For the standardized definition of L5 layer attributes in the data directory, by completing the business attributes (name, business rules, etc.), technical attributes (data type, length, etc.) and management attributes (data maintenance responsible person, data steward, etc.) Form data standards.
insert image description here

  1. data model

insert image description here

Build data models based on data standards. The figure above shows the data model of the procurement domain, and each field in the model forms a mapping relationship with the data standard.

(1) Data model design: ONE ID logic design

insert image description here

Based on the above data model, build data applications in combination with actual business. Taking the procurement domain as an example, a comprehensive portrait of each supplier, including financial information, operating status, business information and other dimensions, constitutes a service model of supply chain finance.

(2) The data model is the core position of the data platform

The data model is the core data asset of the data center, which is related to basic data integration, development efficiency, and data quality. The data middle platform mainly includes ODS layer, DWS/DWD layer, and data mart layer, etc. The standardization and flexibility of these middle layer model design determine the management and application efficiency of data assets. Therefore, how to integrate the data model is a sign of the success of the data center.

insert image description here

(3) Comprehensively manage and upgrade model data assets

In traditional data model construction, developers often implement corresponding functions through SQL scripts based on business logic, convert them into stored procedures, and then realize data transformation through task scheduling. This method is flexible and easy to implement, but it will bring troubles to subsequent data asset sorting, data quality inspection, and data repair and other related work.

insert image description here

Therefore, with the data model as the core, through the management of the platform model in the data, the transformation from the silo-style code development to the model-driven code development stage is realized. Realized the transformation of model-driven data model assetization, reviewable development process, code quality and reliability, etc., making the middle office become the precipitation and release center of enterprise data assets, and then form the influence of industry models.

(4) Integrated modeling architecture

insert image description here

From the perspective of data strategy, related modules such as business process, business architecture, data responsibility, data security, and entry standards are carried on the business model; further, the business model is realized through the implementation of the data model, and the model review is carried out in combination with the corresponding enterprise standards , and the data model that passes the review is published as a data asset catalog, and finally enters the data lake.

insert image description here

Due to the periodicity of iterative updates in the data model, the maintenance of data standards is very important in the process of model design. All models are assembled from data standards; model review and model release are important intermediate control nodes, and finally realize self-service entry into the lake, and periodically compare with production metadata.

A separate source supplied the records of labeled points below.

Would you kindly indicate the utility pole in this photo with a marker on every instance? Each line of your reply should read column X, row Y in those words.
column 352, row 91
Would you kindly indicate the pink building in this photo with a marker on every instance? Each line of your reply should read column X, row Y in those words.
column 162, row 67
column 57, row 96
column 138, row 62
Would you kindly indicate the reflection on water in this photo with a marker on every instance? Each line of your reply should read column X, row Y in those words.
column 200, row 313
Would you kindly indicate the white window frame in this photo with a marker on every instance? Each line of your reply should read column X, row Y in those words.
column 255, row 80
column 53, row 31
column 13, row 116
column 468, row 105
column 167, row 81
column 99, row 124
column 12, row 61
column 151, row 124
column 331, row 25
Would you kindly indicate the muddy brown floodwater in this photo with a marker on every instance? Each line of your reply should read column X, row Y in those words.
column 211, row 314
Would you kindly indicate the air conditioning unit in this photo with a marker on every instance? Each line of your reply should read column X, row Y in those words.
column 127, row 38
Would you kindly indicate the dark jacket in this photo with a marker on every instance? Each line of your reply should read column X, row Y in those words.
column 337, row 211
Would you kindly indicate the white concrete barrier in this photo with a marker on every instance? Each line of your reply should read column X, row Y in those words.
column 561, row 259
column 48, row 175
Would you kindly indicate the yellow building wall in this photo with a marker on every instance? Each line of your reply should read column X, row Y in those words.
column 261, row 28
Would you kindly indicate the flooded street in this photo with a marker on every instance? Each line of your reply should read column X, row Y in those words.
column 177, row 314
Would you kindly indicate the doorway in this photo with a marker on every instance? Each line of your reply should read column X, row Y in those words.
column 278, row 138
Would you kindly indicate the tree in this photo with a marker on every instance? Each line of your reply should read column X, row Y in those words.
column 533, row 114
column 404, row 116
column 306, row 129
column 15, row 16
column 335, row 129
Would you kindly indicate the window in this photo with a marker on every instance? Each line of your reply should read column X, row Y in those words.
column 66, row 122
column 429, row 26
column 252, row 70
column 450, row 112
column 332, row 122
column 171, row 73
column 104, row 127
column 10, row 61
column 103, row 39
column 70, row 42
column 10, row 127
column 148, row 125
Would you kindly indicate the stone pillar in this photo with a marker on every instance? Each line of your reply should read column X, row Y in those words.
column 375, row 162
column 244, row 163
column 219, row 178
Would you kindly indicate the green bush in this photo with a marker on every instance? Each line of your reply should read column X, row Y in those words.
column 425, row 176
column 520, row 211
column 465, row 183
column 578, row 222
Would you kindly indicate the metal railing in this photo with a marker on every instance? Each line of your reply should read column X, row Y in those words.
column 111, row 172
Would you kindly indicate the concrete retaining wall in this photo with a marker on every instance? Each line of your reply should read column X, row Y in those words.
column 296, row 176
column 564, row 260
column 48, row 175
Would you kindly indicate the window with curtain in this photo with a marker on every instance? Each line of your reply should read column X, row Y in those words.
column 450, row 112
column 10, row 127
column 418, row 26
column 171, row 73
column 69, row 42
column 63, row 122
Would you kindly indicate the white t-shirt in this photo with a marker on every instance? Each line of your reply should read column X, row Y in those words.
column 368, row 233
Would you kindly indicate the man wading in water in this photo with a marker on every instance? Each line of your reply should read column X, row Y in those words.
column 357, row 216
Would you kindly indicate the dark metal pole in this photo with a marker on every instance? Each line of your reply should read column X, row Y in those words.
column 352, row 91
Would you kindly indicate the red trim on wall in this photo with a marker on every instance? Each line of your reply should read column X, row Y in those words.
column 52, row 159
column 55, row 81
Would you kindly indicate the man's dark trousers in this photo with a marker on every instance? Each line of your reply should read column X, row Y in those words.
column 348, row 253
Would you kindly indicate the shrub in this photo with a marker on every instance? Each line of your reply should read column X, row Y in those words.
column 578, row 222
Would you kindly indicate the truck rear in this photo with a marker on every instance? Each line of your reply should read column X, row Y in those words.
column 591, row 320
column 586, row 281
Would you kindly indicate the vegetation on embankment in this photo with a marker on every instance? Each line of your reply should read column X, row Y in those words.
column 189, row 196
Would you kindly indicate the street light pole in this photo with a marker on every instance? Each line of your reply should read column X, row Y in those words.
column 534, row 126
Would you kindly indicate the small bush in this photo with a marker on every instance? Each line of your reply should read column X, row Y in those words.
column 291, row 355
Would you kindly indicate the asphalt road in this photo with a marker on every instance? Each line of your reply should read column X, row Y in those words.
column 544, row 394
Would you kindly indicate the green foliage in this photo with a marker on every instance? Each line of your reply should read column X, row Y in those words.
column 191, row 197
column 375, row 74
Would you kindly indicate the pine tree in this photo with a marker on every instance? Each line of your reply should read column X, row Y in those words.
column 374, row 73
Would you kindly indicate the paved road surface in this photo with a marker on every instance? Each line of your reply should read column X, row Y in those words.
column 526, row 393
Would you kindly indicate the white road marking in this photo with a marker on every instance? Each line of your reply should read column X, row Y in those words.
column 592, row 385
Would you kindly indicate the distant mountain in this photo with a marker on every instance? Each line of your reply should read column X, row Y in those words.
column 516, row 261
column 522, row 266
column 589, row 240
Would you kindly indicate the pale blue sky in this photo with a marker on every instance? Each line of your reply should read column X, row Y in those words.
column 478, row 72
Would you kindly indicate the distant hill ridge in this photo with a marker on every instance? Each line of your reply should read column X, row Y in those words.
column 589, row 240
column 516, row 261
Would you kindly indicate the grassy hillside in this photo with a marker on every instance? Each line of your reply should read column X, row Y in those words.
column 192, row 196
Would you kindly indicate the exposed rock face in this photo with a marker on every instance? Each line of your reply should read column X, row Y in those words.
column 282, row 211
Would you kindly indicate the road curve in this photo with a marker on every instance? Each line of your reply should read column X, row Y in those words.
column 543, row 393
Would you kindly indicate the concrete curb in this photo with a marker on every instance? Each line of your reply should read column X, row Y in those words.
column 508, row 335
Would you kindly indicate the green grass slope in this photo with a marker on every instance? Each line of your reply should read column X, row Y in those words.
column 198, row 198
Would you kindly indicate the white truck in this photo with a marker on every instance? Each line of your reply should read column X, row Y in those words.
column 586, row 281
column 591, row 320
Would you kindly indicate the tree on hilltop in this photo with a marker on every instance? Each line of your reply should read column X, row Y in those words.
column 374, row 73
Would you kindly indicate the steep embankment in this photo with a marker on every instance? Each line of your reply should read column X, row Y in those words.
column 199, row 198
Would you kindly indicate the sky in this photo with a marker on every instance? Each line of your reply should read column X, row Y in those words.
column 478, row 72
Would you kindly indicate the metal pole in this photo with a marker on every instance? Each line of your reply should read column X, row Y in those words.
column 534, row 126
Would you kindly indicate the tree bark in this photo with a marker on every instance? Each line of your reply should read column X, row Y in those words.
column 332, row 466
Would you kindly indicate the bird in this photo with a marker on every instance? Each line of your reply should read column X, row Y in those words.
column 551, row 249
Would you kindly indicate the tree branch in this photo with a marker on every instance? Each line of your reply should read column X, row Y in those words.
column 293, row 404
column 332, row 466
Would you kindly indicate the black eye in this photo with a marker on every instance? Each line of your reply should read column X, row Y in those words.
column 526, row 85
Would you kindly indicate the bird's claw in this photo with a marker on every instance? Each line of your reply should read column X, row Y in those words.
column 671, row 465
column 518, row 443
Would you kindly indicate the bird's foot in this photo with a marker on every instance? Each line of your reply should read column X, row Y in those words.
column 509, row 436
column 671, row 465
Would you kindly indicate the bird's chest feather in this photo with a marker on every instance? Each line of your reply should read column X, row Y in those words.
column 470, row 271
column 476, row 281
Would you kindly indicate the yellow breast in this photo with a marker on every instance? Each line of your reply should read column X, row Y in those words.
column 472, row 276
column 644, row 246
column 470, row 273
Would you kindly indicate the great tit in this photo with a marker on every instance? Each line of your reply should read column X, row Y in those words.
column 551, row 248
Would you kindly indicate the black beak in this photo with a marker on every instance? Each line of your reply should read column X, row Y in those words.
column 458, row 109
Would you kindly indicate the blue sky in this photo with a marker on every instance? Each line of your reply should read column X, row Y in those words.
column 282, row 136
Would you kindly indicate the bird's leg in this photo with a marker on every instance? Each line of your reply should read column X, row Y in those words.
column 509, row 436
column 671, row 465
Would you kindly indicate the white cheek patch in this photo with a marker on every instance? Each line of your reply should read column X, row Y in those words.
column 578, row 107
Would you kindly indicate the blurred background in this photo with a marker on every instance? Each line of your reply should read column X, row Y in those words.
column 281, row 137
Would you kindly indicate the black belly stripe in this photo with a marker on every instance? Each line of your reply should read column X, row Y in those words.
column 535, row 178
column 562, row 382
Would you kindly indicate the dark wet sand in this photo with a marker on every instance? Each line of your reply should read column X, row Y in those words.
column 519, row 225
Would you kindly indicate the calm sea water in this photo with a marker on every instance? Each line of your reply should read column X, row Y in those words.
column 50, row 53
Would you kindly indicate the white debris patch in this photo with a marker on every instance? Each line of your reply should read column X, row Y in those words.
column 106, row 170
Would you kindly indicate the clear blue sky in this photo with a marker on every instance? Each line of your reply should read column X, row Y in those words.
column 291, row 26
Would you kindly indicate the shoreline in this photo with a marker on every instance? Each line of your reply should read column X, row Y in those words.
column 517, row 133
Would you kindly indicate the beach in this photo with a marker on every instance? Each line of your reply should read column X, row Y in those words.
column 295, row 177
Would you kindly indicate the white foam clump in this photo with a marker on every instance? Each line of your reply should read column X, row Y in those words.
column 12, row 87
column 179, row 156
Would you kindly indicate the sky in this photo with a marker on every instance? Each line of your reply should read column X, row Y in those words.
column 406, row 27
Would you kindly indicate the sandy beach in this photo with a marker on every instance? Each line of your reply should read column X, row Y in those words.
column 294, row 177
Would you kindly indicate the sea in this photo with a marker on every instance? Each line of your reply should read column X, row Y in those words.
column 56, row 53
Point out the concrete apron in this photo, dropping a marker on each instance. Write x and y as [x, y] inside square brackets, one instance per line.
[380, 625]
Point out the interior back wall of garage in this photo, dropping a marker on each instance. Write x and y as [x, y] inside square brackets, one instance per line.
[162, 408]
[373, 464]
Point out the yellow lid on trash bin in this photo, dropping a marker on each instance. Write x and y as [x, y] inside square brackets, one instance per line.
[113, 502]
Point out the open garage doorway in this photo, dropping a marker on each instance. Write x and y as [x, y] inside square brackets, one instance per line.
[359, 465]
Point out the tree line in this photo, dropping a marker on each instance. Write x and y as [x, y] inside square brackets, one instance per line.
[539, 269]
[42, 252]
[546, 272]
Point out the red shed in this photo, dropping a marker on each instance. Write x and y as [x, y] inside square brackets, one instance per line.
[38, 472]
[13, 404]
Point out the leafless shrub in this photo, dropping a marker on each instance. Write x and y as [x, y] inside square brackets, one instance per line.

(5) Four components of enterprise-level information architecture

insert image description here

Enterprise-level information architecture is essentially based on a set of core information architecture, which is presented in four different forms: data asset catalog, data standard, data model, and data distribution:

① Data asset catalog

1) Expressed through a layered architecture;

2) classification and definition of data;

3) Clarify data assets;

4) Establish the input of the data model.

② Data standard

1) Specification of business definition;

2) Unify the language and eliminate ambiguity;

3) Provide standard business meaning and rules for data asset sorting.

③ Data model

1) Realize the description of data and its relationship through ER modeling;

2) Guiding IT development is the basis for application system realization.

④ Data distribution

1) A panoramic view of the flow of data across business processes and IT systems;

2) Identify the "in and out" of the data;

3) Navigation for locating data issues.

This core information architecture essentially interprets enterprise data asset information from four perspectives:

As the initial design prototype, the data model forms a data asset catalog after review and release, and is finally opened to business departments; the most fine-grained specification within the model forms a data standard; data distribution reflects a specific table or field in the entire business The position in the process system locates the corresponding specific business object and intuitively reflects the upstream and downstream relationship of the business object.

(6) Six entry standards

The evaluation criteria for data entry into the lake roughly include the following six aspects:

① Clear data Owner

The owner of the process corresponding to data generation is responsible for the end-to-end management of the data under its jurisdiction. It is responsible for defining data standards and confidentiality levels for the data entering the lake, undertaking data quality problems in data consumption, and formulating roadmaps for data management. Improve data quality

② Release data standards

The data entering the lake must have corresponding business data standards. Business data standards describe the meaning and business rules of the "attribute layer" data that must be complied with at the company level. It is a common understanding of a certain data at the company level. Once these understandings are clarified and released, they need to be complied with as standards within the enterprise.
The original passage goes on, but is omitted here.